Operation 6abc Save-A-Life returns to give out free smoke detectors to area fire departments

The City of Philadelphia has seen 21 fire deaths so far this year.
PHILADELPHIA (WPVI) -- More than 5 million homes in the United States don't have a single smoke alarm, according to Stephanie Berzinski, a spokesperson for Kidde.

Berzinski says house fires are burning faster and hotter than ever before.

"It's in part due to the materials that we are finding in furniture, synthetic material. It used to be 30 years ago you had about 17 minutes to escape a home fire. Now it's one to two minutes. That's with a working smoke alarm," she said.

That's why 6abc has teamed up with the Philadelphia Fire Department, Kidde, Toyota and the Home Depot for Operation Save a Life.

On Tuesday, 9,000 smoke detectors were handed out to more than 100 fire departments across the area to be distributed within those communities.

"This is amazing for Home Depot. Our core foundation is being able to give back to our community and this is one of the great ways we are able to do it. Ensuring that our community is safe," said Bob Roselli, a store manager for the Home Depot in Broomall.

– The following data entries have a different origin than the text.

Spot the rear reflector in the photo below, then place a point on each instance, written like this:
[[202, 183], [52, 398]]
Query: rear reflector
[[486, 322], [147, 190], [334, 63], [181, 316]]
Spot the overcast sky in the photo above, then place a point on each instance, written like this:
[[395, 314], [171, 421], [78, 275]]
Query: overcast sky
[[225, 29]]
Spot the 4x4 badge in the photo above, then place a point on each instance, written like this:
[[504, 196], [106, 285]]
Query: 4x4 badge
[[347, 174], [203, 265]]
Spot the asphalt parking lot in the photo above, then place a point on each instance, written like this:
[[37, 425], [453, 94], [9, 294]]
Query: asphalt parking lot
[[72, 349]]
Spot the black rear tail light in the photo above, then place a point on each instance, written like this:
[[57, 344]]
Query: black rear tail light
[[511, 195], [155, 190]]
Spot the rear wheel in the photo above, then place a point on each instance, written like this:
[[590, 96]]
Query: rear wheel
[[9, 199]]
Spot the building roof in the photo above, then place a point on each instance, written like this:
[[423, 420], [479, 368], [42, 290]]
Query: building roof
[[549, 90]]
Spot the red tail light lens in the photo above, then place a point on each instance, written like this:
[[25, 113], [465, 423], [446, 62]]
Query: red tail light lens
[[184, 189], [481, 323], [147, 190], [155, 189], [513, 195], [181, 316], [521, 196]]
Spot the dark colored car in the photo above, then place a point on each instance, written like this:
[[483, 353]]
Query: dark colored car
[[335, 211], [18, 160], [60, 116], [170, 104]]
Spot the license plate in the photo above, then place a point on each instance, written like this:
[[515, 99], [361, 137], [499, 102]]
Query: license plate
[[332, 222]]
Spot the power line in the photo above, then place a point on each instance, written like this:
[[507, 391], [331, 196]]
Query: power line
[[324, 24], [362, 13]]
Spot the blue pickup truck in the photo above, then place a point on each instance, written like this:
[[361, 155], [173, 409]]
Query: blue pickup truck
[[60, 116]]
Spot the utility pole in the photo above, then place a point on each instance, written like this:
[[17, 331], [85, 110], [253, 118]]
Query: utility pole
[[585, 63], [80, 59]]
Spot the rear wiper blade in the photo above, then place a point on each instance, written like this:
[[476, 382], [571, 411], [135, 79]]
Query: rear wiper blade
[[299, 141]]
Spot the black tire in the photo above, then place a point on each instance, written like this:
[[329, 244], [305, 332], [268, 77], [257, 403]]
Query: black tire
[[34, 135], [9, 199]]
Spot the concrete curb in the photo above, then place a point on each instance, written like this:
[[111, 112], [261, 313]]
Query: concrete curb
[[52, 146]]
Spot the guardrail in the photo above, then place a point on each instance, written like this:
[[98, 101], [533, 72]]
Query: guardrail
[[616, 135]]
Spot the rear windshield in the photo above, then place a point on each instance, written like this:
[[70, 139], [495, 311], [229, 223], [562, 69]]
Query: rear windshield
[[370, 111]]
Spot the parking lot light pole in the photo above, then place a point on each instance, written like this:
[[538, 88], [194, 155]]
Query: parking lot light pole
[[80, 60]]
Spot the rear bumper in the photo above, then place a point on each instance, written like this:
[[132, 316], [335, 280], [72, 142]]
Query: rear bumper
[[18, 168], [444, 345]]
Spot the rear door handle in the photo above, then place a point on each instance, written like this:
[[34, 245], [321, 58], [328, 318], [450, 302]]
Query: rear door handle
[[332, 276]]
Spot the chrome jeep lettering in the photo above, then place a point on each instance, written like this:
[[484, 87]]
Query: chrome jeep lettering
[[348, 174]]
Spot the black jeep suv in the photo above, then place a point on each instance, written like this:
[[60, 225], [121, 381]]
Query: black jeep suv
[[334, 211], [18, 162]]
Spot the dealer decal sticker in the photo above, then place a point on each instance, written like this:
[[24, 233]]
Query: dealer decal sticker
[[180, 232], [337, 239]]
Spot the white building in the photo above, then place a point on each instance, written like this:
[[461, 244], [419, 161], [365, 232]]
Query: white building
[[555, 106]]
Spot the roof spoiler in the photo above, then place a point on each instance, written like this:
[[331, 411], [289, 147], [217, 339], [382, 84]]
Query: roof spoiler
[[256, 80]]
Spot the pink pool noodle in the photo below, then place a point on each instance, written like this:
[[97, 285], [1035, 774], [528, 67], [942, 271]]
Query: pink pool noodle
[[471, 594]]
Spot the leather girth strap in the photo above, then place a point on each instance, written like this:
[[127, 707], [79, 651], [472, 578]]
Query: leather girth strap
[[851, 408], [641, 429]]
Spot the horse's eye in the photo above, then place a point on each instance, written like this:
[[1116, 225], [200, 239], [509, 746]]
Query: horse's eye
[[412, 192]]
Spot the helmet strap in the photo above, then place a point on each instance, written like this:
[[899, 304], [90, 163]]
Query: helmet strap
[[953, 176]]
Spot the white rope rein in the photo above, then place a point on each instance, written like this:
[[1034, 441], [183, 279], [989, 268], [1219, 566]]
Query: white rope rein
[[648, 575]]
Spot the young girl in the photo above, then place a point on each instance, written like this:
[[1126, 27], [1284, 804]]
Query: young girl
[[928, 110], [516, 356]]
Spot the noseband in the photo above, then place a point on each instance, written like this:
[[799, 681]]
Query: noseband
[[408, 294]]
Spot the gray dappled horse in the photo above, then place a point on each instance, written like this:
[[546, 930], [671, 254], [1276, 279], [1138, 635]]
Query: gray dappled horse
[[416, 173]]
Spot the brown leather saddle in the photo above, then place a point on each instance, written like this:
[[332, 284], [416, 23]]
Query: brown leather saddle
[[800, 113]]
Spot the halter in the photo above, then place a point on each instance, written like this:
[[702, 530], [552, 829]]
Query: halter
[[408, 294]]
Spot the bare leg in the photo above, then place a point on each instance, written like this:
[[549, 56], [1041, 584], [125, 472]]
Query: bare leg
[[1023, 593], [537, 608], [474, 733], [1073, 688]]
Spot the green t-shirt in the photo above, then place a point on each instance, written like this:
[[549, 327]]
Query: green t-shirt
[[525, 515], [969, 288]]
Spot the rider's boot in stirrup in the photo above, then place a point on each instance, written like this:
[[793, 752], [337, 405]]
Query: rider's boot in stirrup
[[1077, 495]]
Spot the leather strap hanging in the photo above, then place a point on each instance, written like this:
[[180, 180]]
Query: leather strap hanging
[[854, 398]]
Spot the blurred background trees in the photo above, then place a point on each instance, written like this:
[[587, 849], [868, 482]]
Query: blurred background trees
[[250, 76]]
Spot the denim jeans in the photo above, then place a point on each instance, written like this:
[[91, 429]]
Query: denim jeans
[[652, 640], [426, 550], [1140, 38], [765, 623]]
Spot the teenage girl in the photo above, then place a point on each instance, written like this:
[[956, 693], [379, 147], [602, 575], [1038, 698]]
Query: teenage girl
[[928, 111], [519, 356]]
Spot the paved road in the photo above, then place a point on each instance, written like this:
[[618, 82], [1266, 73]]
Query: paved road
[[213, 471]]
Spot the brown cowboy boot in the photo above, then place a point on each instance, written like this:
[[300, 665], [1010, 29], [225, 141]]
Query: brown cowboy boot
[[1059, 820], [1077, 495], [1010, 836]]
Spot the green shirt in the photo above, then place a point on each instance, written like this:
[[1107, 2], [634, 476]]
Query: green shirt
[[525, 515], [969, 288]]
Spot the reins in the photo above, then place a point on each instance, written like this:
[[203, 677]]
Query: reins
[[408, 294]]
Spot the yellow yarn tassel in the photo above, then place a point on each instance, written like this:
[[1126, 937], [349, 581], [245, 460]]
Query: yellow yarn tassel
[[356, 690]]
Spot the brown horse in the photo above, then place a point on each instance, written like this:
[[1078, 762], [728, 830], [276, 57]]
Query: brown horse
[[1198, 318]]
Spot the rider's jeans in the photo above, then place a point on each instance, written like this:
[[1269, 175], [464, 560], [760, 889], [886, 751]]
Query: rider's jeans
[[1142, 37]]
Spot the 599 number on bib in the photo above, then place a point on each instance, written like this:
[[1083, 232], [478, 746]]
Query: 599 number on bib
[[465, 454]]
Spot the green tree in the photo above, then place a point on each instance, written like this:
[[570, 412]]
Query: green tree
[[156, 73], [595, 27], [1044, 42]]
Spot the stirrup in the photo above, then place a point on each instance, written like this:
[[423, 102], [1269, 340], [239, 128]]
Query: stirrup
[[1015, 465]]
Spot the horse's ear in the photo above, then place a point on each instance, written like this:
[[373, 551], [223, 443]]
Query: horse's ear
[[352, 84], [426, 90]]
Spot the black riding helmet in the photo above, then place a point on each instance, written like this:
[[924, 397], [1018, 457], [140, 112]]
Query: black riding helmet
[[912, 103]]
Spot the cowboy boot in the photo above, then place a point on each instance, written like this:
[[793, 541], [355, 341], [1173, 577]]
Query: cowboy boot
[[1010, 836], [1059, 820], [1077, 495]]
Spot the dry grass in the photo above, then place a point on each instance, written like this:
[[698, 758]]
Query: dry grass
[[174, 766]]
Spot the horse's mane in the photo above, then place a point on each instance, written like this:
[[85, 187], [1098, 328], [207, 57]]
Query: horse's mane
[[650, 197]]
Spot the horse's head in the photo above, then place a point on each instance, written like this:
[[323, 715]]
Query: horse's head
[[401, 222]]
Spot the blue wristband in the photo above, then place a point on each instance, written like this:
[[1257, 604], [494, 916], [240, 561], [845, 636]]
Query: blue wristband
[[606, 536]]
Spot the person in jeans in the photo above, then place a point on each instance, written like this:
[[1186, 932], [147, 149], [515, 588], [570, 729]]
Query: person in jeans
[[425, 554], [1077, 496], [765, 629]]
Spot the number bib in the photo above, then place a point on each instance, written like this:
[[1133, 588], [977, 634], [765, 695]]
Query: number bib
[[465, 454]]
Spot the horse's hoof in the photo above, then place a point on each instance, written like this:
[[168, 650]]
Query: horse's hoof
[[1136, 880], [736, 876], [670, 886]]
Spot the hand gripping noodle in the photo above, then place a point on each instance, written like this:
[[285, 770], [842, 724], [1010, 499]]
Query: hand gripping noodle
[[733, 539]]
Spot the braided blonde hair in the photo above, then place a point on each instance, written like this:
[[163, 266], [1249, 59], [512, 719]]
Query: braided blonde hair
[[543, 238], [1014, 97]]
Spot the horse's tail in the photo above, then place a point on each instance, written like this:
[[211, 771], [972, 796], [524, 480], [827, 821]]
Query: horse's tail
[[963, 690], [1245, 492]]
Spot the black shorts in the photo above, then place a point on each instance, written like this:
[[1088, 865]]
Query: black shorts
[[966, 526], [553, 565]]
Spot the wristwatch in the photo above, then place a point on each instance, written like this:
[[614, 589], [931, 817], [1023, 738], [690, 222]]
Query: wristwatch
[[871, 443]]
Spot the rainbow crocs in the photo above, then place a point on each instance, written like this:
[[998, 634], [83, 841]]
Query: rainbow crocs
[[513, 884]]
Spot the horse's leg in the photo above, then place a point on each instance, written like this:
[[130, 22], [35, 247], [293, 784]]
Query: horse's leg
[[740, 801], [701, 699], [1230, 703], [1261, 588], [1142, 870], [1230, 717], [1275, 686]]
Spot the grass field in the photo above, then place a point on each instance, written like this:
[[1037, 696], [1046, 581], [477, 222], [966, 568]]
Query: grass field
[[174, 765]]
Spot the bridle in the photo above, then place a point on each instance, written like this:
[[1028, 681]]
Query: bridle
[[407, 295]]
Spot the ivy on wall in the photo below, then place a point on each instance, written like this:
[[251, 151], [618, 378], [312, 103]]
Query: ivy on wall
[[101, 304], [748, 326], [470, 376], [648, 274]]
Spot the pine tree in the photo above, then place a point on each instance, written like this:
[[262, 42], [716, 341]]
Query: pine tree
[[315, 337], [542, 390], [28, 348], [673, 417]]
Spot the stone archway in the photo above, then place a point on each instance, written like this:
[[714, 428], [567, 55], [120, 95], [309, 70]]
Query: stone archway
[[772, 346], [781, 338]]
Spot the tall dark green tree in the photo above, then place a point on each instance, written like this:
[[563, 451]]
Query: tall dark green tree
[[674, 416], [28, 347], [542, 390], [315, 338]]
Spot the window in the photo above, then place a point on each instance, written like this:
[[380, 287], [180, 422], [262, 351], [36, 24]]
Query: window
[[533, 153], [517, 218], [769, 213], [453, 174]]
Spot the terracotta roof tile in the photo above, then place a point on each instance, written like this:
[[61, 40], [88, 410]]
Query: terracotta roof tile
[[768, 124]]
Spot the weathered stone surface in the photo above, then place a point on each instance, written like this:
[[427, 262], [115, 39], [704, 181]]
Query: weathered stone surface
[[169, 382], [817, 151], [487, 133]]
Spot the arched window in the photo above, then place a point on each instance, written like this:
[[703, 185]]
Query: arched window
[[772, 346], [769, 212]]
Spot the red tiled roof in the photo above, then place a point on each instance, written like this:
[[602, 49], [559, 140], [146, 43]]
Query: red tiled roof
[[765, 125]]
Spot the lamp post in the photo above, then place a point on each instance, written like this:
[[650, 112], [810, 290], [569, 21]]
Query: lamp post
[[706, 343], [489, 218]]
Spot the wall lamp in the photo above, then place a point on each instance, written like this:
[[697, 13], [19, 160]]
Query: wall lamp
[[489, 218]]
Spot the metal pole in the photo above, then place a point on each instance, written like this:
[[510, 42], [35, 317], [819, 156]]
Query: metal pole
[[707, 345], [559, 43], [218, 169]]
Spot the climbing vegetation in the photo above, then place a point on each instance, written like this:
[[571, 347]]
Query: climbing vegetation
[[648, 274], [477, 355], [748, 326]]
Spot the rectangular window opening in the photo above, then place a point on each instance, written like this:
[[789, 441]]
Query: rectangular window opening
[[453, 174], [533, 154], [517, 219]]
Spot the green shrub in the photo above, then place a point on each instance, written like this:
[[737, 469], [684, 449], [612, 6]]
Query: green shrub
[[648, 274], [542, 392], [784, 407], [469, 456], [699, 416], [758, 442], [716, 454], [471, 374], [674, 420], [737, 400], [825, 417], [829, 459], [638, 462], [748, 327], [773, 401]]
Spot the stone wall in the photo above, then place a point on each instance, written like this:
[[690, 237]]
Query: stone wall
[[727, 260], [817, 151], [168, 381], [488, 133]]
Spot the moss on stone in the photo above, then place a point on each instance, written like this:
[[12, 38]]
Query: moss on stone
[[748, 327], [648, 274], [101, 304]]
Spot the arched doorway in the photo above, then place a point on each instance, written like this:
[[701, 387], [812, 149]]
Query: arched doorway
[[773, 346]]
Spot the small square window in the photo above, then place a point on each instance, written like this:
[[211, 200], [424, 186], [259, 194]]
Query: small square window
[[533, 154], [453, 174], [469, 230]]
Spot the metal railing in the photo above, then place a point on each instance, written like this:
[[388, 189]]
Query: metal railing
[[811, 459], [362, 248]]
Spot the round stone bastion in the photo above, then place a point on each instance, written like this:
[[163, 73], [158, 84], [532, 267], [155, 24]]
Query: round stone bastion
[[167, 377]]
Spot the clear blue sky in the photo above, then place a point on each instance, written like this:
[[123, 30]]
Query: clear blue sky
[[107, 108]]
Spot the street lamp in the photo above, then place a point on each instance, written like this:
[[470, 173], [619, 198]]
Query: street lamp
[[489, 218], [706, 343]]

Paul Muller, President of the Tri-State Toyota Dealer Association said "If we can prevent one death or one big accident, it makes it all worthwhile. It's not just the people in the homes. You think of the people that are involved when there is a fire: firemen, first responders, and the police."

Sadly though, we have seen devastating loss due to fire here in Philadelphia where there were no working smoke alarms.

The City of Philadelphia has seen 21 fire deaths so far this year.

Early Sunday morning, a row house fire in Kensington killed a man and 3 children.

Back in January, 12 people were killed, including 9 children, in the Fairmount section of the city when a Christmas tree caught fire.

Gustav Baumann, Battalion chief with the Philadelphia Fire Department said "for us, it's devastating. We live in the same communities. Our firefighters quite often live within a mile or so of the station they work at. It hits us equally as hard." And Fire Commissioner Adam Thiel adds "The worst thing for us is when we are not able to save a life. The time that you have is really limited. That makes early warning that much more important."

"We live in this community and are committed to making our community ether wherever we can and one way to do that is to recognize that fire is a real threat and that there is a way to fight it outside of the Fire Department and that's to have working smoke detectors in homes.," said 6abc General Manager Bernie Prazenica.

Fire Commissioner Adam Thiel says if you can't afford a smoke detector and need one, you can call 311 and someone will come to your home to install one and do a home safety check.